There has always been a shortage of inspired and bold leaders in this place we call home. Putting aside a few odd flares here and there, those who led the country failed to rise to the occasion by being self-absorbed politicians with opportunism embedded in their DNA.
This is why they failed miserably as evidenced in the tragedies we have lived through in the last 58 years as well as the situation on the ground today. Among the leaders who took office following Independence, there is Demetris Christofias, the self-proclaimed Marxist/Leninist.
Last Sunday he gave an interview to Turkish Cypriot daily “Kibris” where he spoke of circles in the Greek Cypriot community who are rebuking President Nicos Anastasiades for discussing a two-state solution with Turkish Foreign Minister Mevlut Cavusoglu. “People who are in Mr. Anastasiades’ circle (for example, journalist Dionysis Dionysiou hailing from the conservative Disy party) are accusing him on grounds he is discussing a solution of two states,” the former president added.
This shows the political indigence of leaders who sit on the national council and yet choose to blame others rather than calling a spade a spade.
Looking for a scapegoat
As I wrote previously in this column, Disy party leader Averof Neophytou, who spoke of tsunamis ahead, had heard about it at the Presidential Palace long before other party leaders, while centre opposition leaders got wind of it last February. On the left, Akel leader Andros Kyprianou, who had heard about it from the head of another party, went public with this information and became a target of government propaganda since the President doesn’t have the guts to say it publicly.

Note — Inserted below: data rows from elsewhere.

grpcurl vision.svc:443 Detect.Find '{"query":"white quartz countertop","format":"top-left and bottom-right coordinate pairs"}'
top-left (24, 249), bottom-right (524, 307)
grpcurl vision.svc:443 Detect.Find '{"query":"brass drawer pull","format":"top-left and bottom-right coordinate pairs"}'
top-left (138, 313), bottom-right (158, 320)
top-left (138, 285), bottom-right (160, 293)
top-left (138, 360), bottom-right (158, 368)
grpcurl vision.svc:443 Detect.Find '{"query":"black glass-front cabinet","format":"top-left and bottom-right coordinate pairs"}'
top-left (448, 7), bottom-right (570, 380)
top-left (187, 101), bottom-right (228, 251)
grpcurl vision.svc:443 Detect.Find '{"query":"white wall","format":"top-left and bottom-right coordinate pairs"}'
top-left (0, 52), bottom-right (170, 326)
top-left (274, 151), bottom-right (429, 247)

The leadership of the entire political establishment is now on a search of a scapegoat, someone who is not favoured by the in-group who will be charged with all the things it cannot say.
Failure to dare
On the subject of being brave, dear Mr. Christofias, in fact the kind of bravery that is associated with revolutions, Louis Antoine de Saint-Just paid for his dedication to the revolution with his own life. “Dare! This word contains all the politics of our revolution,” he called out.
But in a critical moment not only did you not dare but in just one evening, while toeing the line set by Moscow, you managed to reverse what had been a crystal clear intent during the Akel convention. And you emerged with the ridiculous phrase “we vote ‘no’ so that we can cement the ‘yes’ vote.”

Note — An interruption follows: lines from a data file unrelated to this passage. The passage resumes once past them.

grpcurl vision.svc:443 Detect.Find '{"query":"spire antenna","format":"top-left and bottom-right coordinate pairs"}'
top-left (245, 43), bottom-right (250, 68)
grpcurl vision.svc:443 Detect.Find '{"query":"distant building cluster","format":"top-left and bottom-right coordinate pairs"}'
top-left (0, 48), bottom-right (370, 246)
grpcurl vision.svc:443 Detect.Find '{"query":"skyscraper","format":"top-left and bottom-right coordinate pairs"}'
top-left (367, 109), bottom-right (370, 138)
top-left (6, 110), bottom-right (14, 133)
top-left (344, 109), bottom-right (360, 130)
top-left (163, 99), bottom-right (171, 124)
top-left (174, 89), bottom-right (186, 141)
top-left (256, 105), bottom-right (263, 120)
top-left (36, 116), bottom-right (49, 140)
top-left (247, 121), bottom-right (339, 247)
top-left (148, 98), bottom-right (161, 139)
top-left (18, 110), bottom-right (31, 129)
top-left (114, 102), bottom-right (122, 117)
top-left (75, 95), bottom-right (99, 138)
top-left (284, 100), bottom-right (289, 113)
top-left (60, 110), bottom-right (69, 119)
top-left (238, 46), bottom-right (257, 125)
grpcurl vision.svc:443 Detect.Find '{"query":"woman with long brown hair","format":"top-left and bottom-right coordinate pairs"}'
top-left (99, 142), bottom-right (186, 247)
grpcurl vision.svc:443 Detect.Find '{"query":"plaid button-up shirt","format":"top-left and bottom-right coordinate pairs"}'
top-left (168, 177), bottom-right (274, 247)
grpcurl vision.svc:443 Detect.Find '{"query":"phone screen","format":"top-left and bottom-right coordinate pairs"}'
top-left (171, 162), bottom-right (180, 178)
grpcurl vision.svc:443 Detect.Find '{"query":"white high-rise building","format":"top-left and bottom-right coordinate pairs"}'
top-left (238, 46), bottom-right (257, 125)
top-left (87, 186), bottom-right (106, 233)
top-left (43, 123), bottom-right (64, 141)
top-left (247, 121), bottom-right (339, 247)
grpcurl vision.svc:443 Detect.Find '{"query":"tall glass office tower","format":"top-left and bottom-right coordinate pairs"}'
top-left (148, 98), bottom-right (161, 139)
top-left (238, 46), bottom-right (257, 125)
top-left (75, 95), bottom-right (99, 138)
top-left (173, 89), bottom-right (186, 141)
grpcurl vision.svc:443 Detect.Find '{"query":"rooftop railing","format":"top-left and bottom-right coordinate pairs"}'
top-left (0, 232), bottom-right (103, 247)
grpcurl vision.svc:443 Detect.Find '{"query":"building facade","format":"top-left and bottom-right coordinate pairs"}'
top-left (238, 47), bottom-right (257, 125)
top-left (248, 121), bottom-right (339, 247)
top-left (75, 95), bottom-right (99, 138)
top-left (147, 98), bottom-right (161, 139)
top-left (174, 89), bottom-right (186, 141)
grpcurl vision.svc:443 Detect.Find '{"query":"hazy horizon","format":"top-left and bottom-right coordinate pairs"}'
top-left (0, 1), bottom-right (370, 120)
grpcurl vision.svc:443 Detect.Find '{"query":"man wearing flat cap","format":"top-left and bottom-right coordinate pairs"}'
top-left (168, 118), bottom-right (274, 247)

Fourteen years later, instead of being back to Varosha, Morphou, and 50 other villages, instead of a withdrawal of all occupying troops, you tell Turkish Cypriot journalists that “in case the Cyprus issue is not resolved, later down the road Greek Cypriots and Turkish Cypriots will be faced with a very dark future.”

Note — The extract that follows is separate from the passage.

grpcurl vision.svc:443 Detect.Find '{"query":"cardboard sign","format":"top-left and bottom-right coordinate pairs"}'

But where did the cement go when you were pouring concrete down the hole of the ‘no’ vote back in 2004? I have yet to see you answer this pressing question Mr. Christofias.
Sadly, comrade Christofias, this cementing business forced Cyprus to remain in the masturbation stage
Karl Marx, in his Eleventh Thesis on Feuerbach, which is also inscribed on his tombstone in London, said: “The philosophers have only interpreted the world in various ways. The point, however, is to change it.”
But you president Christofias, in the most critical hour when you should have dared to go forward with a revolutionary change that would have reunited our homeland, you heeded the distracting calls made by others and lost your nerve in changing the world.
The world changes not with theories but with action, as Marx vividly said it best: “Philosophy is to the real world as masturbation is to sex.” Sadly, comrade Christofias, this cementing business forced Cyprus to remain in the masturbation stage.
It is conceivable that you were probably planning on solving the problem when your turn to be president would come right after Tassos Papadopoulos. But we are not afforded an opportunity for revolutionary change everyday Mr. Christofias.
Life can blind the wise in their own conceit or dumb down the arrogant. It can also bring you face to face with untold tragedies that would have you in the end wishing for what Karl Marx said: “Better a miserable end than a misery without end.”